VA, USA
April 1781: Seventeen Choose the British
On an April night in 1781, with a British warship anchored in the Potomac and Lund Washington negotiating on the bank, seventeen enslaved people at Mount Vernon made the most consequential decision of their lives. They walked away from the estate. They went aboard the HMS Savage. They chose the British.
We know their names from Washington's later attempts to recover them: Gunner and his wife Esther, Lewis and Lil; Deborah and Frederick; Peter and several others. Some were skilled workers. Some were household servants. They had, between them, decades of service to Washington's estate and no share in the liberty Washington was fighting to establish.
Lund Washington's account of the episode is the primary source. He went aboard the ship to negotiate — hoping, apparently, to retrieve the enslaved people and possibly recover livestock the British had taken. He brought food and supplies. The negotiations failed in the sense that none of the seventeen were returned. The British kept their word: they did not attack the estate.

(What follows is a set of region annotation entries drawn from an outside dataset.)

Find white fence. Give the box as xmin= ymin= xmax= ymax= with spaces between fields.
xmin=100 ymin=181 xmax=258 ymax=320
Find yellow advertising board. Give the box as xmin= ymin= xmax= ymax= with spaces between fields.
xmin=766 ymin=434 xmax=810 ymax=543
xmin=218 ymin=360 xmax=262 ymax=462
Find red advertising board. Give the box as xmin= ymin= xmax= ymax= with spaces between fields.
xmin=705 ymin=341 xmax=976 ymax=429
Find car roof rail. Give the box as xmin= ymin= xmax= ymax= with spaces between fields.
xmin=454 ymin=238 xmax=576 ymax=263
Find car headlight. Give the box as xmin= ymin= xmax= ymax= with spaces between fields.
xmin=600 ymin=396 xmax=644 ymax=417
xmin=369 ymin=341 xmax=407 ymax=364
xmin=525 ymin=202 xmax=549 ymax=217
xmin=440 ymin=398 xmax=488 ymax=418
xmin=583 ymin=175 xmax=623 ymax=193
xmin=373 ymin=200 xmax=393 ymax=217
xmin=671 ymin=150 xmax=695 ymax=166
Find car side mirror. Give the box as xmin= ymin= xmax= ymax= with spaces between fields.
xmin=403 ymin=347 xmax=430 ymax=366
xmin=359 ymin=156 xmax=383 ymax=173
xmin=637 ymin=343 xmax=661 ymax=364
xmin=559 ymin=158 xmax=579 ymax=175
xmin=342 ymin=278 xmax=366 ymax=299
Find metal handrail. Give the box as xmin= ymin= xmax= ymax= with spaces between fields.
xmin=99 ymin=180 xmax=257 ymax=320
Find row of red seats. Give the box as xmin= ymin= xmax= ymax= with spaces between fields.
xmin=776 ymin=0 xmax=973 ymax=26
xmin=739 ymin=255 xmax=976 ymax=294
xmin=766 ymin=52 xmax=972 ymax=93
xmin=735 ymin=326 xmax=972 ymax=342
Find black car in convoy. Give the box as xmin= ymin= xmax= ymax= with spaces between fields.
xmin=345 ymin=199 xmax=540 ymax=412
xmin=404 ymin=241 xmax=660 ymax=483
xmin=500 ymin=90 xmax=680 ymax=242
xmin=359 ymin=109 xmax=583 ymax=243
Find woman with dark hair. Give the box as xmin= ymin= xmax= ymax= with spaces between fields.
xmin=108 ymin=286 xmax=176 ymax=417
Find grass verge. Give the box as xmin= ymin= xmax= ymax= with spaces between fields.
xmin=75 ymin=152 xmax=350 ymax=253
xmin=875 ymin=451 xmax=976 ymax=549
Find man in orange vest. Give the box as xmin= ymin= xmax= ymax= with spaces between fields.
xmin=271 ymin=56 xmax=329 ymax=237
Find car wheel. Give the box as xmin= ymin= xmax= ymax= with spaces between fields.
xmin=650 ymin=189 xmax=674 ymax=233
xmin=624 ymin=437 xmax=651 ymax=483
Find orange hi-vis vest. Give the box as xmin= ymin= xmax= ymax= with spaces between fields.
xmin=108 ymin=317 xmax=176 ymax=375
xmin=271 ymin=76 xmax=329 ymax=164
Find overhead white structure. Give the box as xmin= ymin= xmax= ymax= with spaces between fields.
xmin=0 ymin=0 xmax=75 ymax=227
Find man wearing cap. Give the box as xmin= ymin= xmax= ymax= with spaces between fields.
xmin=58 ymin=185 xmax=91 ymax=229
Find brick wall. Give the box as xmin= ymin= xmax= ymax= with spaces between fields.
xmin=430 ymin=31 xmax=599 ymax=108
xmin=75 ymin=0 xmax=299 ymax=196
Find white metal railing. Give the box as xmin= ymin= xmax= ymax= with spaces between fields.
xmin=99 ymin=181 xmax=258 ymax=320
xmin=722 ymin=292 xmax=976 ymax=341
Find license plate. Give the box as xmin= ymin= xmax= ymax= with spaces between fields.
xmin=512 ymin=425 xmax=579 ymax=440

Washington's reaction, in the letter to Lund, focuses almost entirely on the provisioning of the enemy ship. He was furious about that: "to go on board their vessels; carry them refreshments; commune with a parcel of plundering Scoundrels." He mentions the enslaved people who left in a single sentence, noting that he had taken steps to try to recover them. He seems less exercised about the departures than about the political embarrassment of his estate manager feeding British sailors.
Of the seventeen, most died within a few years of smallpox and other diseases that decimated the thousands of enslaved people who sought freedom with the British. Washington tracked at least one, Deborah, to Philadelphia after the war, but could not recover her. She and the others had chosen a freedom that cost many of them their lives. The cost of staying, of another lifetime of unpaid labor, had simply seemed higher.